Mr Lenihan stressed the report, which recommends €5.3 billion in public sector cutbacks, would remain “key to the budgetary process”.
It came after Ms Coughlan had told the Dáil many of the report’s recommendations “don’t make sense”.
Her views were echoed by Rural Affairs Minister Eamon Ó Cuív, who told Today FM, the opposition would love to see the Government implementing the report because some of its recommendations were “totally unacceptable”.
“Sorry opposition — not your day: we ain’t going to do them,” Mr Ó Cuív said.
But Mr Lenihan said Ms Coughlan’s intervention made little difference because the Government would still have to find €4bn of cuts in the budget.
He insisted that if individual departments did not agree with the report’s recommendations, they would have to provide alternatives.
He also appeared to suggest Ms Coughlan had merely been speaking in her capacity as Enterprise Minister rather than on the cabinet’s behalf.

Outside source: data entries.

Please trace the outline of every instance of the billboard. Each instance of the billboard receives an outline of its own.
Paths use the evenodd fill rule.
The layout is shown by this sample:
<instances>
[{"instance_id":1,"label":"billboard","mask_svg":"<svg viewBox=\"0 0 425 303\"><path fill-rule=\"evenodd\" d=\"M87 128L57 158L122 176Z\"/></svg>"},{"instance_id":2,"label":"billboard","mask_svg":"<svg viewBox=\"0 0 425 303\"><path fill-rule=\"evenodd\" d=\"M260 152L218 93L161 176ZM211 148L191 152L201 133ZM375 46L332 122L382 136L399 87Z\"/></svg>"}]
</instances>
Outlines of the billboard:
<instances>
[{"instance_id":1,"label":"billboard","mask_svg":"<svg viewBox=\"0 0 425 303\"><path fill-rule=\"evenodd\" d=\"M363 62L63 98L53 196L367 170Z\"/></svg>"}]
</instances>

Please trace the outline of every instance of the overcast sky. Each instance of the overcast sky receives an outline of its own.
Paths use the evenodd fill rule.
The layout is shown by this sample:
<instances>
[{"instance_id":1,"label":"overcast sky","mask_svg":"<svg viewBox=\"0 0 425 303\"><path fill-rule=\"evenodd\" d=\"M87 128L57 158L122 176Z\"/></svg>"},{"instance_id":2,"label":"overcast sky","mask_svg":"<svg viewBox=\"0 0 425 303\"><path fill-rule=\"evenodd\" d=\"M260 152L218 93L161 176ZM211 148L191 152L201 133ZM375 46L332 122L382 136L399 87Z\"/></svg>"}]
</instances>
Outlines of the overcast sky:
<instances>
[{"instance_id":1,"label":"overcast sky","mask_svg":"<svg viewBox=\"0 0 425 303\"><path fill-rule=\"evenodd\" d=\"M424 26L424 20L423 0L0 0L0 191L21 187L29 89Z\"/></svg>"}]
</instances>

Labour leader Eamon Gilmore said the conflicting views of Ms Coughlan and Mr Lenihan showed the Government was “in disarray”.
But Fine Gael leader Enda Kenny claimed Ms Coughlan had been speaking with the Taoiseach’s imprimatur and sending a clear signal that the Bord Snip report would be shelved.
Meanwhile, the chair of Bord Snip, economist Colm McCarthy, said he had no comment to make on the Tánaiste’s assessment of the group’s work.